I drove out to Lidgerwood, N.D., take a picture of Steve Strege for an article that is going to appear in the February issue of the Dakota Farmer in a couple weeks.
Sorry, I can’t tell you what the story is about – it’s a surprise. But more on that later.
Anyway, when I arrived, Steve and a grain dryer salesman were at the kitchen table.
Steve was buying a new high temperature dryer, doubling the size of his current unit.
“I got all my corn done this year,” Steve told me $44,000 later, “but if I’m going to keep growing corn, I need a bigger, faster dryer.”

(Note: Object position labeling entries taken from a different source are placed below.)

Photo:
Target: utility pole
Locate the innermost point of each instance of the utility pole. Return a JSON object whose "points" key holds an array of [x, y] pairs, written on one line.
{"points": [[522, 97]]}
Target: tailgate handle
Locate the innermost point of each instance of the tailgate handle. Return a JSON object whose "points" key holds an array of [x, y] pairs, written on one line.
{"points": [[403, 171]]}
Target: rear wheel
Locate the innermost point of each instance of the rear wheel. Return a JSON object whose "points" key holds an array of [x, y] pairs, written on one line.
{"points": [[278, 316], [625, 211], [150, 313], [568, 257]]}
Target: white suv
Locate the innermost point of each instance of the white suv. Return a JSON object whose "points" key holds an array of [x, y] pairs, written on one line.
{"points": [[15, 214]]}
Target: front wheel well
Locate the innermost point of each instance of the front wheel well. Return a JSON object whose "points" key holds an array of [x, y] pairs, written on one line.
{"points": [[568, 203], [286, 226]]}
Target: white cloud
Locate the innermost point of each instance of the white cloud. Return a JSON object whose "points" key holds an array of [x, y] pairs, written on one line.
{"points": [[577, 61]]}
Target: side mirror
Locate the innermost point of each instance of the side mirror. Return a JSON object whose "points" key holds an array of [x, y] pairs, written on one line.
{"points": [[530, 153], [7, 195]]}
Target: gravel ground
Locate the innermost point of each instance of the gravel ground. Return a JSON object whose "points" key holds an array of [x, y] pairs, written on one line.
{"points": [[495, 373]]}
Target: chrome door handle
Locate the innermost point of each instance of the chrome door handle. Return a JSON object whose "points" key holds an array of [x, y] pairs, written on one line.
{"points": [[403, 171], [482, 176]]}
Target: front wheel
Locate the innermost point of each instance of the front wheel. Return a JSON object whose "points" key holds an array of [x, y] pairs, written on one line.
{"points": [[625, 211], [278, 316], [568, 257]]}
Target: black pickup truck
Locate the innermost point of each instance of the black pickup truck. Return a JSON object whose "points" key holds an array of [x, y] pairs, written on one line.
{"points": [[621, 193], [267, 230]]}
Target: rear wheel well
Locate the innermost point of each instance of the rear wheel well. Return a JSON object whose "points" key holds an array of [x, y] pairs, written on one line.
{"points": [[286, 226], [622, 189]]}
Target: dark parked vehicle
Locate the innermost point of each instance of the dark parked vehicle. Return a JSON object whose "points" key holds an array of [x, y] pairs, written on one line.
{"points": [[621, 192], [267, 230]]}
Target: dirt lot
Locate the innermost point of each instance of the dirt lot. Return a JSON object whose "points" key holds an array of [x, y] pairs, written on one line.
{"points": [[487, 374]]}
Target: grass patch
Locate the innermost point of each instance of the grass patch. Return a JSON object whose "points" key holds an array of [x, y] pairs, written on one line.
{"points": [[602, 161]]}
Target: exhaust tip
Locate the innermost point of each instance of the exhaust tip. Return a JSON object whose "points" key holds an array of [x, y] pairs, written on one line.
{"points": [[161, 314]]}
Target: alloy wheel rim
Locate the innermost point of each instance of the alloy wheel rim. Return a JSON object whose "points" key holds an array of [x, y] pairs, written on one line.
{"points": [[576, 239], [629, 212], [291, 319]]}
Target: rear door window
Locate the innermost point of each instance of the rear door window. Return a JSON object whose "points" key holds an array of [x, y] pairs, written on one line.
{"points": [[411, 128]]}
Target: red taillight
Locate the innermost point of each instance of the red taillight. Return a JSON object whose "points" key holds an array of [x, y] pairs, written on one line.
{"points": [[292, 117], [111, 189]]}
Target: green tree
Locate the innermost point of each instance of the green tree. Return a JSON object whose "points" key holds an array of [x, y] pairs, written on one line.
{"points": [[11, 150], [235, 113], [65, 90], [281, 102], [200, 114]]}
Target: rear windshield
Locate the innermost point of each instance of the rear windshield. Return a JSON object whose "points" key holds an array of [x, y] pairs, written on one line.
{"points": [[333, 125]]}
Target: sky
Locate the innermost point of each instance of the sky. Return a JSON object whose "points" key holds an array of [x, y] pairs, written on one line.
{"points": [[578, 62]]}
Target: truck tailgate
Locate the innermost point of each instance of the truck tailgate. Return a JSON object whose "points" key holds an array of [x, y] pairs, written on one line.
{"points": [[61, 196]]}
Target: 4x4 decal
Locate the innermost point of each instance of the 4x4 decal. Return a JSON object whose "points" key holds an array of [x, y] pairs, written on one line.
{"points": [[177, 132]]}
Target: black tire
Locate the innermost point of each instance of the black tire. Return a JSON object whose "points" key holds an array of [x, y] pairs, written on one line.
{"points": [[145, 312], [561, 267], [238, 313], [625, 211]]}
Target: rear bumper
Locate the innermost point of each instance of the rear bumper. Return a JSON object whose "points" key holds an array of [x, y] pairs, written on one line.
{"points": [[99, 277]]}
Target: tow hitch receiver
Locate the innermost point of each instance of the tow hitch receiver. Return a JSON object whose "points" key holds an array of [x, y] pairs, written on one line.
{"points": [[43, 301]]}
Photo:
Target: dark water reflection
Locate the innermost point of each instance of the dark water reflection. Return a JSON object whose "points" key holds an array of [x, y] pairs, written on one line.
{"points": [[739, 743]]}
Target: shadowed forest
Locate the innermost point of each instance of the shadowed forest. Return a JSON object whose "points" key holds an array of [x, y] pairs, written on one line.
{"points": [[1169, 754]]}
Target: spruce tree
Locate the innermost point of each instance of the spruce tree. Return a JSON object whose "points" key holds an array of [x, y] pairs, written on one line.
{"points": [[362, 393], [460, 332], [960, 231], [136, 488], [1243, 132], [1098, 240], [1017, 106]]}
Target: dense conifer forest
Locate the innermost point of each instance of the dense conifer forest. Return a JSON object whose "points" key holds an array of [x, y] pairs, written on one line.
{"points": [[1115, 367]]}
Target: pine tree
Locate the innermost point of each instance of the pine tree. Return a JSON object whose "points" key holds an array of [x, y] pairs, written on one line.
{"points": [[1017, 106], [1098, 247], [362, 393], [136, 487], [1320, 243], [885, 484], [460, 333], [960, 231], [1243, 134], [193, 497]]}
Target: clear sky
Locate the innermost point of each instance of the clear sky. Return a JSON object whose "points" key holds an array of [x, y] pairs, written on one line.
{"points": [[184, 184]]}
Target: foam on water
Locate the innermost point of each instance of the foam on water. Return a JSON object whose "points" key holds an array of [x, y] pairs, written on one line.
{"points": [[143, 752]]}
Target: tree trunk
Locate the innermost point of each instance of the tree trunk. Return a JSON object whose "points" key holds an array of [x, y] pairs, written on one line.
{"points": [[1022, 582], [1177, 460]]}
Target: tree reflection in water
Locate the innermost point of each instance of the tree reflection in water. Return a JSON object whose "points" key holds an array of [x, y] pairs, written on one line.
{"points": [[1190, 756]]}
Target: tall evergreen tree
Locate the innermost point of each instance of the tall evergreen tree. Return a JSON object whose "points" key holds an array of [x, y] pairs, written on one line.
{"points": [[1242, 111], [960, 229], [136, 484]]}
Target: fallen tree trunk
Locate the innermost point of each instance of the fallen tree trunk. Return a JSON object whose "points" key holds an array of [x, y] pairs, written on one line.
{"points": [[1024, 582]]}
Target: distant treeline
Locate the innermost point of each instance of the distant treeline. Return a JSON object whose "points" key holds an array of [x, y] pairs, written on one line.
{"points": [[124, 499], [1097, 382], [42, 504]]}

Steve’s got a great market for corn. The ethanol plant at Hankinson, N.D., is back up and running – and owned by an oil company, so it is probably going to be around for a while. Oil companies have pretty deep pockets and already own the gasoline market. It makes sense that they’d want to sell a product will likely replace more and more petroleum-based fuel in the future, at least in the Dakotas.
One reason Steve says he chose to invest in a bigger high temperature dryer is because he’s seen too many problems with wet corn frozen in bins.
Not only is spoilage a potential problem, but so is safety, he says.
Wet corn sometimes freezes to the side of the bin in a layer several feet thick and has to be chipped out.
“That’s a dangerous situation,” he says.